Friday, July 02, 2010

Summer Homeschooling Rant

Today we discovered that Daughter the Older has lost some of her math skills, or is pretending that she can't remember. Given that I distinctly remember her 1st grade teacher, a strict nun, instructing me to help her rehearse her times tables and sign off on them, and then testing DTO on said tables, I think it's the latter.

She's been sentenced to a summer of remedial education via Mommy so she learns that 1. she's supposed to remember this stuff, and 2. never to pretend that she doesn't know EVER AGAIN.

Thus I'm wading through textbooks, curriculum, software...

Oh. My. Fucking. God.

I've found teaching resources come in distinct flavors.

1. OMG expensive homeschooling curriculum of the "tough" variety.
2. Fluffy bunny entertaining "education" to make parents feel better about their kids spending all their time coloring.
3. Fluffy bunny "educational" software sold according to its interactive qualities and last updated for Windows Me.
4. "Conservative" (God I wish) curricula made for Bible thumpers specifically.
5. Used school textbooks.

Gee, which one am I going to pick? Option number 5 please.

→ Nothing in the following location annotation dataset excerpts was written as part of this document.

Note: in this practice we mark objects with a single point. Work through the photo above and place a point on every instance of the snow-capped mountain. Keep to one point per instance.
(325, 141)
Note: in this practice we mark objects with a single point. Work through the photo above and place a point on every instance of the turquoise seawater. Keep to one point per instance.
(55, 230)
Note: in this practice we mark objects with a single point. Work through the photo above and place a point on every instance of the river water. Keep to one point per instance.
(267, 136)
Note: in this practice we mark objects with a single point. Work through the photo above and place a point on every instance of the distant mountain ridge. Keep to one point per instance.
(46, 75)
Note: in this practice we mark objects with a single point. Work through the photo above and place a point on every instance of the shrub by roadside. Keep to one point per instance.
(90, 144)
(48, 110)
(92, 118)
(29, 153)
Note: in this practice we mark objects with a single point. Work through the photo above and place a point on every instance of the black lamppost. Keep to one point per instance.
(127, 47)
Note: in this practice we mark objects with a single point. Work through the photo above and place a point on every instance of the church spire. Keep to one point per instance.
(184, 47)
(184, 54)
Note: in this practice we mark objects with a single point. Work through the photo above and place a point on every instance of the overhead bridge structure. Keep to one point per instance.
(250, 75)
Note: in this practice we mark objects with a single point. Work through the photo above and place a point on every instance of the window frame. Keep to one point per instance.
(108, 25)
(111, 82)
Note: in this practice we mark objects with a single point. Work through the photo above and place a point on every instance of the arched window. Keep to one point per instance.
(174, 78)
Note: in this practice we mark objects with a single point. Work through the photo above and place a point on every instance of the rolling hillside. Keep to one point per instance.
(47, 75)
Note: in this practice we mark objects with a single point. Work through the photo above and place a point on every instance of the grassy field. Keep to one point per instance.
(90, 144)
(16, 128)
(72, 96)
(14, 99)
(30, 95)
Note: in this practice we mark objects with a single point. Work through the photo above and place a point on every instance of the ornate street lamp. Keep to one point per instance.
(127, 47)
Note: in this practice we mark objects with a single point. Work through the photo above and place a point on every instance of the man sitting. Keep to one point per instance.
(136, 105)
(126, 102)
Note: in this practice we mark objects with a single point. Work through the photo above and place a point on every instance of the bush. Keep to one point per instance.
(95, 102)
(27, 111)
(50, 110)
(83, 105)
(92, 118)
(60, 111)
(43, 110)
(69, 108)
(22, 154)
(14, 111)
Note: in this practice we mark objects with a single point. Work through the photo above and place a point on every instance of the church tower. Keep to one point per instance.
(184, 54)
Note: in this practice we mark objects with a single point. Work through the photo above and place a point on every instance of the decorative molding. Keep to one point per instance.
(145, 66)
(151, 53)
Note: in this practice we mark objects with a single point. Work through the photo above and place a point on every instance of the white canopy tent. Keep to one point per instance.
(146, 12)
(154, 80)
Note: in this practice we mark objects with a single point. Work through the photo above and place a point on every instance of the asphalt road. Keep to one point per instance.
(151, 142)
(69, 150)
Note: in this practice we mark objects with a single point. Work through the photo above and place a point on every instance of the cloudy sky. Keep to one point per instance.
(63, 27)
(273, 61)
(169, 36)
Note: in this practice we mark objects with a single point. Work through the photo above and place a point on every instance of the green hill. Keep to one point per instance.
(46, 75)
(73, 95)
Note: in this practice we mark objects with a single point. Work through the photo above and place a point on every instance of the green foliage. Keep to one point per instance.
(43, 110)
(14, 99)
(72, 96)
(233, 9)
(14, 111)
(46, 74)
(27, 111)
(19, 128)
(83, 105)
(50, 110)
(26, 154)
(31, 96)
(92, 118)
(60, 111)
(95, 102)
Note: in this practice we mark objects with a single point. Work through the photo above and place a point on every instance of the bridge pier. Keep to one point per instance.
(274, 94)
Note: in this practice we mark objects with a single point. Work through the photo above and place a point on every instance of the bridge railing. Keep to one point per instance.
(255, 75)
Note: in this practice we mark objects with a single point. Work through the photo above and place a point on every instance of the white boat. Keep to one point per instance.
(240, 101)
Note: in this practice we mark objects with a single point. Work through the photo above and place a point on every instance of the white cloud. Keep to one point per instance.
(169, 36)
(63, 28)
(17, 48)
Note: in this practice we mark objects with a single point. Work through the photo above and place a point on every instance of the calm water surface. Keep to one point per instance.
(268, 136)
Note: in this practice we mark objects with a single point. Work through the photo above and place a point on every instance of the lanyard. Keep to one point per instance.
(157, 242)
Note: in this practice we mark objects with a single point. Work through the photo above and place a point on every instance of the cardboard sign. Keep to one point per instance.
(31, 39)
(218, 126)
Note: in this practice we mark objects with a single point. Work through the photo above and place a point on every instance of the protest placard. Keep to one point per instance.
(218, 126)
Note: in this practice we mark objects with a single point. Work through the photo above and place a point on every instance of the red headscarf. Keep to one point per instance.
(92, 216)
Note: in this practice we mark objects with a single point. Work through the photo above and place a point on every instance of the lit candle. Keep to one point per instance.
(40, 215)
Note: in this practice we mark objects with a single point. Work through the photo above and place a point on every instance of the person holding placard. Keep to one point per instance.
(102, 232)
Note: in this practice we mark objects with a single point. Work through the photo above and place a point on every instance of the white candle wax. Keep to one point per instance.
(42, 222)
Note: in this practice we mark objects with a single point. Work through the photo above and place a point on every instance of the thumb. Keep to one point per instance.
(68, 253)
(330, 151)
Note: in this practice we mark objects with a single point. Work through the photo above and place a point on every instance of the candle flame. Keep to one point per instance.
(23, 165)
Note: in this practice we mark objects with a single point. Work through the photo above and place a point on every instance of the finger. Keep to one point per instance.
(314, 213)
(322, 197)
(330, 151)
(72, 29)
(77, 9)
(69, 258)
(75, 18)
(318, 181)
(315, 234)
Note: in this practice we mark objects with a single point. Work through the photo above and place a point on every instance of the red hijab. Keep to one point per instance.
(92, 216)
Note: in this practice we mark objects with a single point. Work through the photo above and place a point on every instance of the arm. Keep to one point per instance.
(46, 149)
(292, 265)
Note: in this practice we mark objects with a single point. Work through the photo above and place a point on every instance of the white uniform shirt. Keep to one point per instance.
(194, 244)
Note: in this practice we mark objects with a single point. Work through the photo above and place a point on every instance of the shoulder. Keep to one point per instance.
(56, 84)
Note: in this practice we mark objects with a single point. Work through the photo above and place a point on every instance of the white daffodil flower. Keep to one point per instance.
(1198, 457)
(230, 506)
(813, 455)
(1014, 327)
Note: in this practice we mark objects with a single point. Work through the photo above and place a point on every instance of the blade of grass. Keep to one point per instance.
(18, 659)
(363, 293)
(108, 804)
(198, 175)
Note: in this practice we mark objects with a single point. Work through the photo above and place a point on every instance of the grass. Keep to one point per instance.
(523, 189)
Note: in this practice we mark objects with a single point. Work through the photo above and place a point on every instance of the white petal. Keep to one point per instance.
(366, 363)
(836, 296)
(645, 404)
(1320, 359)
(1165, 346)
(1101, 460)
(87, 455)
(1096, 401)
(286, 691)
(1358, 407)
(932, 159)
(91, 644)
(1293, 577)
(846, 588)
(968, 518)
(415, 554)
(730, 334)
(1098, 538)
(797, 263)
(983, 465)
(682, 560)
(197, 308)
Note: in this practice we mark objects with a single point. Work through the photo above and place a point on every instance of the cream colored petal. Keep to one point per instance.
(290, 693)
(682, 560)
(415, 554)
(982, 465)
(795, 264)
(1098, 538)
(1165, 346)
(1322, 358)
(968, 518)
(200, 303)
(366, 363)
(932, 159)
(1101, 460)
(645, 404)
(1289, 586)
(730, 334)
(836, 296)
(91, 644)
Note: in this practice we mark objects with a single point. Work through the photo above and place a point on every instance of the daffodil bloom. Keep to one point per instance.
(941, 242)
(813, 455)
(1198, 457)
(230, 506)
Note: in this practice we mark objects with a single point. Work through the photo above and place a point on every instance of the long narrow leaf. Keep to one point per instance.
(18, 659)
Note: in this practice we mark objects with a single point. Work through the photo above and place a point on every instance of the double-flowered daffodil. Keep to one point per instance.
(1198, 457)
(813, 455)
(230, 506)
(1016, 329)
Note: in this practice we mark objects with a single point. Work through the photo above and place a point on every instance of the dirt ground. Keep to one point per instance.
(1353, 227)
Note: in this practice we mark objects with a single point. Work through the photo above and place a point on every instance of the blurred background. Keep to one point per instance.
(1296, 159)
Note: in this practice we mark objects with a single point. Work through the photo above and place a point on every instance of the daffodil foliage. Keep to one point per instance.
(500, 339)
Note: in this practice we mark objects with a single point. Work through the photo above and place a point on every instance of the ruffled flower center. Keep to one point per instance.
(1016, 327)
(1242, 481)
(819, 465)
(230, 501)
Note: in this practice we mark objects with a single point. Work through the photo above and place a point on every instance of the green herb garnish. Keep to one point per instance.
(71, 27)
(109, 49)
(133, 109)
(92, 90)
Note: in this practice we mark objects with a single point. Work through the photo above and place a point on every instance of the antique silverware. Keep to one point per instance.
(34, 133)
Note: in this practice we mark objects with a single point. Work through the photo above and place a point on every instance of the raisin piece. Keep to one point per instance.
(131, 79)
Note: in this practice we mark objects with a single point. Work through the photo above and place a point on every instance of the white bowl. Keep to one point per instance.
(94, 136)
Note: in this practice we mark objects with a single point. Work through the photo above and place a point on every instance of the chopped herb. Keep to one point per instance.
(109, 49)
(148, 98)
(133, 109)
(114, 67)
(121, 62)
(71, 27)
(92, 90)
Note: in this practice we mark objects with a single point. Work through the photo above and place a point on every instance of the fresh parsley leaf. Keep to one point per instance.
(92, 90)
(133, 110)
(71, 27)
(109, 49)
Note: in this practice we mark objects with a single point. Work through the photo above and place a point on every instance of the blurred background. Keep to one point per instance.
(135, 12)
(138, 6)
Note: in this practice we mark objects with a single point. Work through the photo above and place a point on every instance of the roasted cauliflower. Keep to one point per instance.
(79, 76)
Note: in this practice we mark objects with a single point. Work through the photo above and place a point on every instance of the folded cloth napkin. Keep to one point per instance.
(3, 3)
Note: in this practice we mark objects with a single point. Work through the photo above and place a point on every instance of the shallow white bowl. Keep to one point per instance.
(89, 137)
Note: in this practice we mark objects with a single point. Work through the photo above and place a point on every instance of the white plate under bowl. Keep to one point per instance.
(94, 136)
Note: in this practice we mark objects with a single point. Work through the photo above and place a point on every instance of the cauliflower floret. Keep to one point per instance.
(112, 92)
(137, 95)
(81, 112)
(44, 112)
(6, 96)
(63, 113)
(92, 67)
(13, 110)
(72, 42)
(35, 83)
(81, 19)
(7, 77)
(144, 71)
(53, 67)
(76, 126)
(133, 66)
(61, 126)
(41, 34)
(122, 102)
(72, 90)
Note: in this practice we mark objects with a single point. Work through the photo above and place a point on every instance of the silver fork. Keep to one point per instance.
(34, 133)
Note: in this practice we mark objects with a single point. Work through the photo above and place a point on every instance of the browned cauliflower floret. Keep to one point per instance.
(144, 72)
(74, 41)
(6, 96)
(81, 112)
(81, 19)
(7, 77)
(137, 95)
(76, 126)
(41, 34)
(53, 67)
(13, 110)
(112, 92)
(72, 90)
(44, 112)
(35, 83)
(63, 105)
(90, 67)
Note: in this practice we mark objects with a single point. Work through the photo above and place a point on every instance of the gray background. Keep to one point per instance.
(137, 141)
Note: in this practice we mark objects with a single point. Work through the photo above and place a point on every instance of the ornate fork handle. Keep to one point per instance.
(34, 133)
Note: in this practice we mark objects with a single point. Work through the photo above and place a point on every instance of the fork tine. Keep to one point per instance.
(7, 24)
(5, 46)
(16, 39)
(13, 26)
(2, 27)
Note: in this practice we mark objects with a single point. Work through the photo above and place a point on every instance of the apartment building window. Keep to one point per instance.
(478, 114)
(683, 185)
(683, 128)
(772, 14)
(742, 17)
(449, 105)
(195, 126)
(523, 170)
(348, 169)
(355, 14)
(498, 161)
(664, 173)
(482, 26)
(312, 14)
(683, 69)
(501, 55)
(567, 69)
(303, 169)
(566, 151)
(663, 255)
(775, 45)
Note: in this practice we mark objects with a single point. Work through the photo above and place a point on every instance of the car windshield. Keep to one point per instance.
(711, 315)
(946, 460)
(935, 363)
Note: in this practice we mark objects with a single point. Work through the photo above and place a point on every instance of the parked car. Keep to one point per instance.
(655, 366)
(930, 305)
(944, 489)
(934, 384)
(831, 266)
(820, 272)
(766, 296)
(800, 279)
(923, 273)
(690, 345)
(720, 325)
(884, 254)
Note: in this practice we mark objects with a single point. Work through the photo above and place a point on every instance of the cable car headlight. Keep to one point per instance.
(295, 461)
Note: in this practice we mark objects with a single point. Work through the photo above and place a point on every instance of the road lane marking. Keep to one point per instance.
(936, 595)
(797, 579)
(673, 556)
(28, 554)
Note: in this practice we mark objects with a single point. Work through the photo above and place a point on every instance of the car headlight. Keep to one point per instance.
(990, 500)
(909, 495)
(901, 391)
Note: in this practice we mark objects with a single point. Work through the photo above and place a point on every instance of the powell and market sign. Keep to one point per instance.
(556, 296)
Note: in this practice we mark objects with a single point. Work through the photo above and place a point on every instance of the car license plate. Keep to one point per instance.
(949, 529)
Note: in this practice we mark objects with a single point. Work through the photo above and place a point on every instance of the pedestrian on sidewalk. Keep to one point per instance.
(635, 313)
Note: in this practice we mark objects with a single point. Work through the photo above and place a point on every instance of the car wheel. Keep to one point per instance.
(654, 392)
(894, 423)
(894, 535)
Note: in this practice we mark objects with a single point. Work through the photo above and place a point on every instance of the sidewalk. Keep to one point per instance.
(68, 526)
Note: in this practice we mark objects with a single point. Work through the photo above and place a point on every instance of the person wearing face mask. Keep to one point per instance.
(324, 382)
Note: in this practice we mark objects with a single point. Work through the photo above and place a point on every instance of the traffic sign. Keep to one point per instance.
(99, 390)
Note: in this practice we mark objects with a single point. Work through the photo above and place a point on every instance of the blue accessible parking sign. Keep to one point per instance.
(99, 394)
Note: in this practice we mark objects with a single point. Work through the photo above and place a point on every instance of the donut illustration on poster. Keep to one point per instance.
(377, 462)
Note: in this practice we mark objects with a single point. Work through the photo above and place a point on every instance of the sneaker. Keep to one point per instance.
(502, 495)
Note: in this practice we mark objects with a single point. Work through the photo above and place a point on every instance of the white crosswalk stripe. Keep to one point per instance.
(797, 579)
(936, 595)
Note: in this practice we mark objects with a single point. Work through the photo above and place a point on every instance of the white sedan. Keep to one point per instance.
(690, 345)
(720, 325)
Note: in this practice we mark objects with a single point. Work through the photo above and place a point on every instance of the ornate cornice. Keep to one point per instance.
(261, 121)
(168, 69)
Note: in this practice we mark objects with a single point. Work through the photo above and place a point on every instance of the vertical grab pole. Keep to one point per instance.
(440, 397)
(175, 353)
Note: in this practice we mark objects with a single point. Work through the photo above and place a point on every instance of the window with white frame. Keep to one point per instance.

This is where it gets fun.

How does a person pick a textbook anyway? There's thousands available, especially once all the editions are considered.

Some kind of rating system would be nice, right?

So I look up textbook ratings, and I get this site.

Looks good, right?

That is until you get to the reading textbooks ratings, and see their criteria for the 1993 ratings.

Texas approved five basal reader series for local use beginning in 1993. All contain occultic, supernatural stories, for example, shamanism (witch doctor techniques) and irrational manipulation of nature. One series describes com­muni­cation with the dead. None uses genuine phonics.

They rank here in descending order from best to worst, based upon the proportion of occult to wholesome stories.

That's it, I'm going to bed before I smash my poor netbook to pieces.